China's Suning Holdings Group and German software company SAP have partnered to conduct research in artificial intelligence (AI), Internet of Things (IoT), big data, cloud computing, and blockchain technologies in China's retail, financial, and sports sectors.
The agreement, signed by Suning Holdings Group chairman Zhang Jindong and Digital Business Services Organisation leader at SAP Michael Kleinemier, will see the companies conduct R&D of "small retail innovations" and explore the application of "digitised economy technology".
This will include establishing a platform for China's retail industry through supply chain solutions such as store management, product sourcing, logistics, and payment services for retail SMEs.
They will also focus on "intelligent warehousing and delivery", and in the sports sector, the companies said they will create a digitised platform for Chinese football clubs and youth training systems to help development of the sport.
Also announced this week, Suning Logistics has signed a self-driving vehicle partnership with Baidu Apollo for logistics development in China.
Announced at the Baidu Create 2018 event in Beijing, the companies revealed an unmanned delivery vehicle called the "MicroCar", which is equipped with Baidu's L-class intelligence system and designed to solve "the last 5km delivery problems", according to Suning.

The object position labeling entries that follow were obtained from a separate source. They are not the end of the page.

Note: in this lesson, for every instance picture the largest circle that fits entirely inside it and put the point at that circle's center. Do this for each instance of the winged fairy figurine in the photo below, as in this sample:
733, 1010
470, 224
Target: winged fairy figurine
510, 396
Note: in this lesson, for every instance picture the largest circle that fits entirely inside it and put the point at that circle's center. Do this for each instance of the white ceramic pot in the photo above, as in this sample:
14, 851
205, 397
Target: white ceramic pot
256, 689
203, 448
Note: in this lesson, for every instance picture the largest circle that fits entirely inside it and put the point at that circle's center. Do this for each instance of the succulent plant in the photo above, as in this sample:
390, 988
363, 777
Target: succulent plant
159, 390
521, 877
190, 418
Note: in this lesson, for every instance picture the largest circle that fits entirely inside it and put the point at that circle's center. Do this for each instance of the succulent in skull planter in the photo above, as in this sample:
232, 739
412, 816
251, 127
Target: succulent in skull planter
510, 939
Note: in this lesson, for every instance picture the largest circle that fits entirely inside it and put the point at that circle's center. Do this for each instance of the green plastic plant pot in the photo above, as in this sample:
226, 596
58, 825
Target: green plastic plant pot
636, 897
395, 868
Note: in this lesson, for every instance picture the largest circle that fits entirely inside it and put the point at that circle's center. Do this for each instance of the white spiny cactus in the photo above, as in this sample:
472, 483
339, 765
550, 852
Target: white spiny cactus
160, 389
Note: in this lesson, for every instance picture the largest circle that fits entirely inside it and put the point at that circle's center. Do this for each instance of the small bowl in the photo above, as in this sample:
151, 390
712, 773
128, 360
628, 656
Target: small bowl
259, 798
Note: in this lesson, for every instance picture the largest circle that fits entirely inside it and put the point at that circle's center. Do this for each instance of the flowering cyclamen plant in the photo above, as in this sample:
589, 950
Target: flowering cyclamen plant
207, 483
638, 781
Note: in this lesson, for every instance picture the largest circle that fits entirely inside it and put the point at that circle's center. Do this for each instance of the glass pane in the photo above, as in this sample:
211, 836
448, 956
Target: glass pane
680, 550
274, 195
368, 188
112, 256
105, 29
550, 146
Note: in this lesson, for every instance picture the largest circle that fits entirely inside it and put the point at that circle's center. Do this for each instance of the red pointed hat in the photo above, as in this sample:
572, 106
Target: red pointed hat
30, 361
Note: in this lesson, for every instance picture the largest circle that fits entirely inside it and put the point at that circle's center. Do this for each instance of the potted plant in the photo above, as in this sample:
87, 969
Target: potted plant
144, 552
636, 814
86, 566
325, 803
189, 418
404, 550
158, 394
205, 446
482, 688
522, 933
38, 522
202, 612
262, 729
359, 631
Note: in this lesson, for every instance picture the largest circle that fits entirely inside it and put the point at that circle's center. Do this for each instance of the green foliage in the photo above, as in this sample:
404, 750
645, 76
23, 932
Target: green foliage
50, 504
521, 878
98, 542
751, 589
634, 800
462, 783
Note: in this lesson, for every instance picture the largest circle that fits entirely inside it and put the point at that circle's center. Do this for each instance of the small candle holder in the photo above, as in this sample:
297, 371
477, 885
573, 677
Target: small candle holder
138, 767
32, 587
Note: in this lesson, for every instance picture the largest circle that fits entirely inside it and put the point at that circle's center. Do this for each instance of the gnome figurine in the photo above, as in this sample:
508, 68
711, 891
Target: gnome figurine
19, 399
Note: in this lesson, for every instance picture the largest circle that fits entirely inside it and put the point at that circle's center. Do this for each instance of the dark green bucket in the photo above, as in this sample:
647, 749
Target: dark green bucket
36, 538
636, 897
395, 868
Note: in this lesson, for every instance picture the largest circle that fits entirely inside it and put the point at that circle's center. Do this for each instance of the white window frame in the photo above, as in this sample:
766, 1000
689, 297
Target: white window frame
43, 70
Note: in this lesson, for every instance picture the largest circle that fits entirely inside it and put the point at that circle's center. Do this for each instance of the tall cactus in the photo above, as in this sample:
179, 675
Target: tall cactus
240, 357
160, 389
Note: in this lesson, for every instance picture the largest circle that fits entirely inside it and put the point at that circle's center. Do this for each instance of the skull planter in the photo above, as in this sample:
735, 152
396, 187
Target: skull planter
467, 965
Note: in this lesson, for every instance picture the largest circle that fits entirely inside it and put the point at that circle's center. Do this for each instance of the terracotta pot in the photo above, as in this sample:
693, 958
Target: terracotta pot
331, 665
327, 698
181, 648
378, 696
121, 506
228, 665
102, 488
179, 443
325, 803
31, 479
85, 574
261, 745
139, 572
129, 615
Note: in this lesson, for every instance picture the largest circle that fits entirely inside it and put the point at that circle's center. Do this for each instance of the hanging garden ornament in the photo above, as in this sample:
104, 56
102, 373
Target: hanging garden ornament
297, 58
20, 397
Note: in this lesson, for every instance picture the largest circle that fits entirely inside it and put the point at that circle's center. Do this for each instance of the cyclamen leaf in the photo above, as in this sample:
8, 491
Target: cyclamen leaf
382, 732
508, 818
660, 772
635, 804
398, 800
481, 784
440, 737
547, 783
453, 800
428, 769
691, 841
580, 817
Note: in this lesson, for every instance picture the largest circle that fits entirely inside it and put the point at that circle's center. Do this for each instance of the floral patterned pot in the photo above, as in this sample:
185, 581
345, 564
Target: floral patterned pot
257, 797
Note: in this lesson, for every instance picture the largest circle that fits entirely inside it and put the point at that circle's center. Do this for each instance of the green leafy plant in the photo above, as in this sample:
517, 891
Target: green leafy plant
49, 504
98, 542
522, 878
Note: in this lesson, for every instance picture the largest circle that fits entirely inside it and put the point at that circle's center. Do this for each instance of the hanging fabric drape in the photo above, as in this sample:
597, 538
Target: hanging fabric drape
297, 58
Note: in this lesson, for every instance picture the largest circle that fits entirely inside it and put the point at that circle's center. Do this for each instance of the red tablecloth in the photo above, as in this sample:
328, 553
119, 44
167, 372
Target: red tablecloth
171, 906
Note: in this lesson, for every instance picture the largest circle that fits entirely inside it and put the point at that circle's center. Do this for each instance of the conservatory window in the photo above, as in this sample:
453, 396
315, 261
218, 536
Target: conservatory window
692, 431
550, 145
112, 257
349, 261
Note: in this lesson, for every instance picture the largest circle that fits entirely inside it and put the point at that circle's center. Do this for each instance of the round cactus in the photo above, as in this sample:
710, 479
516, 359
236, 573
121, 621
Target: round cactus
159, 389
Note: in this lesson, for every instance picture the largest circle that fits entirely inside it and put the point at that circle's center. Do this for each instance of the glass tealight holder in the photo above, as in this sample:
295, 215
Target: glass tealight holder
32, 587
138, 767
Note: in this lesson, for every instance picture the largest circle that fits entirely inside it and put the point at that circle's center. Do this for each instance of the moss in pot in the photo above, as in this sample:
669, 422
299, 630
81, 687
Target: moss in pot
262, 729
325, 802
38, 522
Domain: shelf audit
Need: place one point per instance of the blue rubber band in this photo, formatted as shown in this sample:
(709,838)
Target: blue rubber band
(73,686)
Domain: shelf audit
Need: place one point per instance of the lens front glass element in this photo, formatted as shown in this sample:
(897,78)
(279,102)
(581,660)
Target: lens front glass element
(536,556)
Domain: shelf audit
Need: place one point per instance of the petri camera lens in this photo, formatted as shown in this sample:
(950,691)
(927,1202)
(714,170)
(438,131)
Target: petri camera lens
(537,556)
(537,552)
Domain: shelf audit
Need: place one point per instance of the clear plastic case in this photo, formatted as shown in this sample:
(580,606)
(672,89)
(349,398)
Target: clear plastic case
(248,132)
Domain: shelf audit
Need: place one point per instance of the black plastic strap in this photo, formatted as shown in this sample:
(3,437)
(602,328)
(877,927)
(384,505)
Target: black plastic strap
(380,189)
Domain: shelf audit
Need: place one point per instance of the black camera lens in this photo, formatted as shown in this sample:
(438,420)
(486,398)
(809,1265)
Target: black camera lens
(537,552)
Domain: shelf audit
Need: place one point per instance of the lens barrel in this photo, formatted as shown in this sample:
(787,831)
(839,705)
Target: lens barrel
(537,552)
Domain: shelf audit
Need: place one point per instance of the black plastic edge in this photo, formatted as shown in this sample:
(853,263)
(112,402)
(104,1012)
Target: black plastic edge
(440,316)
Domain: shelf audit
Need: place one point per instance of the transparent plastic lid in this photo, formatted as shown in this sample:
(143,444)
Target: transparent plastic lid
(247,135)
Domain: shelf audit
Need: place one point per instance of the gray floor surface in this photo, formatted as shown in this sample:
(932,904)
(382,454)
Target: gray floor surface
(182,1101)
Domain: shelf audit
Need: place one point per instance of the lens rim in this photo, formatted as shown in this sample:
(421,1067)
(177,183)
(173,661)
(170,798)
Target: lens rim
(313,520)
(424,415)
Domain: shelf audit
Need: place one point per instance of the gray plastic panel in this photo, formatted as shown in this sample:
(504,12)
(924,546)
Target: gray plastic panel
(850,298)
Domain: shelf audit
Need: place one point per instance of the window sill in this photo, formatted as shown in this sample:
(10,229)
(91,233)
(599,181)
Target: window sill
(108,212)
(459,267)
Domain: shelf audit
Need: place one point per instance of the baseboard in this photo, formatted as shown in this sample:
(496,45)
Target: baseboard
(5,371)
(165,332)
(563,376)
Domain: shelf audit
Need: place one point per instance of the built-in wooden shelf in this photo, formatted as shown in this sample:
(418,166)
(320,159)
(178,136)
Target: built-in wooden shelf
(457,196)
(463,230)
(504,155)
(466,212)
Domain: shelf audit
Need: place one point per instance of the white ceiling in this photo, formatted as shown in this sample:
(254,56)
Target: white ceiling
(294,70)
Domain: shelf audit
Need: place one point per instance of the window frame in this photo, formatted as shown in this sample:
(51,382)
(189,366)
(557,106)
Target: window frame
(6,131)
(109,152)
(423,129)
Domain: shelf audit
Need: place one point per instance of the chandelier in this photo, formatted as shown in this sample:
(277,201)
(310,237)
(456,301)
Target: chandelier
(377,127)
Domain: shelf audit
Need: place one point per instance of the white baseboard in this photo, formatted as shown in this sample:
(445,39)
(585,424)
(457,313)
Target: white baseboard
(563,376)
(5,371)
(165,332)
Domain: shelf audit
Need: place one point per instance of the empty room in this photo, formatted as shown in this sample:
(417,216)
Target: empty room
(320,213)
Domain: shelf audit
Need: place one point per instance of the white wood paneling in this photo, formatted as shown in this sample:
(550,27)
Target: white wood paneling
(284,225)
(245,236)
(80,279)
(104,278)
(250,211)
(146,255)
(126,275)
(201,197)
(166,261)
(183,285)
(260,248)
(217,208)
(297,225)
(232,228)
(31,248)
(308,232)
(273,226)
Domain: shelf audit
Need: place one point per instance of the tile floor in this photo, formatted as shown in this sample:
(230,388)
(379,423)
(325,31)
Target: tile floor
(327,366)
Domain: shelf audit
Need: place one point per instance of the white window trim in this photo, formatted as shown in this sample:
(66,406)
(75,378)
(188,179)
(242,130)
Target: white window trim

Suning also introduced its smart logistics system, including Mobile Distribution for a self-driving distribution car and a fixed distribution route; Smart Community for a self-driving car and automatic picking-up cabinet; and Local Instant Delivery for self-driving vehicle delivery between Suning convenience stores and the customer, which the company aims to make its first service to use self-driving tech.
The company completed a road test of its heavy-duty self-driving "Strolling Dragon" truck in May this year, and in the previous month launched its Automated Guided Vehicles warehouse in Jinan, which uses robots to speed up warehouse processes.
Also using self-driving technologies for logistics is Elon Musk's Tesla, which in November last year revealed the semi-autonomous electric Semi truck, able to cover 500 miles on a single charge.
The delivery truck, which is priced between $150,000 and $180,000 depending on the mile range, has been ordered by companies including United Parcel Service, PepsiCo, Sysco, Anheuser-Busch, DHL, and Walmart.
Rio Tinto, meanwhile, got accreditation in May to commercially operate its autonomous fleet of two-storey-building-sized trains for ion ore delivery in Western Australia.